Business Day (Johannesburg)
Artwell Dlamini
19 November 2008
Johannesburg — SOUTH African shipping companies say the surge in sea piracy cases has left them saddled with higher maritime insurance and transport costs.
Dave Rennie, CE of the freight services division at Grindrod, said yesterday that piracy had implications for insurance and this affected all shipping firms. Southern Chartering MD Neil Lepine-Williams said piracy placed "extra insurance costs" on shipping companies sailing in Somalian waters.
Lepine-Williams said insurance costs were rising to the point where some ship owners refused to sail their vessels in pirate -infested waters, especially around the Horn of Africa.
Most piracy incidents occur in the Gulf of Aden, which lies between Somalia and Yemen, and links the Red Sea with the India Ocean. Other piracy hot spots include the sea off Nigeria, Tanzania and Brazil, around Indonesia and in the Singapore Straits.
In the past week 14 piracy incidents were reported worldwide with the majority of these attacks taking place in the Gulf of Aden, according to the International Maritime Bureau's Piracy Reporting Centre.
In some of these robberies, pirates kidnapped crew members and demanded ransom.
Referring to Somalian waters, Lepine-Williams said there had been 58 piracy attacks so far this year.

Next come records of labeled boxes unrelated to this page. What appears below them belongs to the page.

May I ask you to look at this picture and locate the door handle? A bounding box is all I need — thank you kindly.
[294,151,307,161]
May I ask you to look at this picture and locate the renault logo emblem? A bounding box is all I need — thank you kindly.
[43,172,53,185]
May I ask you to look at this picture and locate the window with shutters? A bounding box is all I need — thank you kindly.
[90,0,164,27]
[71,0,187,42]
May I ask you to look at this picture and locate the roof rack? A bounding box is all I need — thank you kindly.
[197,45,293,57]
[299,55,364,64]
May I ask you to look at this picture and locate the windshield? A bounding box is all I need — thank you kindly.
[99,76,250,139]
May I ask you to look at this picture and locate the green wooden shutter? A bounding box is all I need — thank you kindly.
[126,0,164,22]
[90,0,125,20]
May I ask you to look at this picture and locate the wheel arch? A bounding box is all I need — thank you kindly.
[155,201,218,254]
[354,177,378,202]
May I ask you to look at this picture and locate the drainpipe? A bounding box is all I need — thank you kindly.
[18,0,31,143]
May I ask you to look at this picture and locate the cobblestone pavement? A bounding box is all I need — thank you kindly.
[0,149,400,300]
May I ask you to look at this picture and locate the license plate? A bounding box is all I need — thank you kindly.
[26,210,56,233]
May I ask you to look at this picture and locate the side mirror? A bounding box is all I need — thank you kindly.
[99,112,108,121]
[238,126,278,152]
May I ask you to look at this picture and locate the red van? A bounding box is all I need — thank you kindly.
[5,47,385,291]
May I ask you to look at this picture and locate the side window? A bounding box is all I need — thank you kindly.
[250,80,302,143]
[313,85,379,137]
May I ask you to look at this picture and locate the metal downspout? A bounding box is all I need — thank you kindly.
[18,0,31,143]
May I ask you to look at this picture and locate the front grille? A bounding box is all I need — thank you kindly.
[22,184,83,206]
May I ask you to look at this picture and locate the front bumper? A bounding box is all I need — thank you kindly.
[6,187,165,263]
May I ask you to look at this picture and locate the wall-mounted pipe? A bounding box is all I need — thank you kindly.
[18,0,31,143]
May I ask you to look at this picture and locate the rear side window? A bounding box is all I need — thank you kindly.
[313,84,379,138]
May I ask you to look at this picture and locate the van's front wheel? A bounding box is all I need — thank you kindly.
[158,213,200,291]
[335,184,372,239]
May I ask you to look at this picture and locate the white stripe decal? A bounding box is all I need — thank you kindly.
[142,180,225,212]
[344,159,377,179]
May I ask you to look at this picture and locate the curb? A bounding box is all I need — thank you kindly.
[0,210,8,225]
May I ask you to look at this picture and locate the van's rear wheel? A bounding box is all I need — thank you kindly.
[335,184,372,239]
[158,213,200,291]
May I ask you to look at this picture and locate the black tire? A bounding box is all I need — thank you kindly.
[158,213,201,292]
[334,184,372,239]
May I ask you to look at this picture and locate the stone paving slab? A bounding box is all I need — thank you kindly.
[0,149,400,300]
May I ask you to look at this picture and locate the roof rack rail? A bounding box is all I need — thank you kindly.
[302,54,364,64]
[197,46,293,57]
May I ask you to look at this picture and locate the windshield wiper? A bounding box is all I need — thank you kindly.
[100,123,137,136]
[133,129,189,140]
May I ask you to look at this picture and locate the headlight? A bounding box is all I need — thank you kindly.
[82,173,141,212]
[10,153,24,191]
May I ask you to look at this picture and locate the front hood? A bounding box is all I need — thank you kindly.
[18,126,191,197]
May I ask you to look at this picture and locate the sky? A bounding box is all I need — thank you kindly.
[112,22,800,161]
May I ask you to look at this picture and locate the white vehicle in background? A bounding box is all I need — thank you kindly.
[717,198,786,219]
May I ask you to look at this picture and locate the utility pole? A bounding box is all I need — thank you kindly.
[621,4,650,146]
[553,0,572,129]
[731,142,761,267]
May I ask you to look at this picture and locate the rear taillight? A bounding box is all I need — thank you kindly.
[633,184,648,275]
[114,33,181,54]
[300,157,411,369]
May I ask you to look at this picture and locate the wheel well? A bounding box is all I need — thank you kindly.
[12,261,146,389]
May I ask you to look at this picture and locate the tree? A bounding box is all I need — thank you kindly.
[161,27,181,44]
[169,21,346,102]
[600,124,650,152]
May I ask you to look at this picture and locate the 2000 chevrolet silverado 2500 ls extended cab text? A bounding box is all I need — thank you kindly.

Ian Smith, MD of International Marine Insurance Managers, which underwrites on behalf of Lloyd's of London, said some international insurance companies had resorted to paying ransoms, running into a couple of millions of dollars, to recover cargo and vessels.
Over time, insurance companies might end up "loading" or adding extra premiums to cover their exposure to piracy , said Smith.
Lepine-Williams said piracy had not caused "much chaos" for South African companies.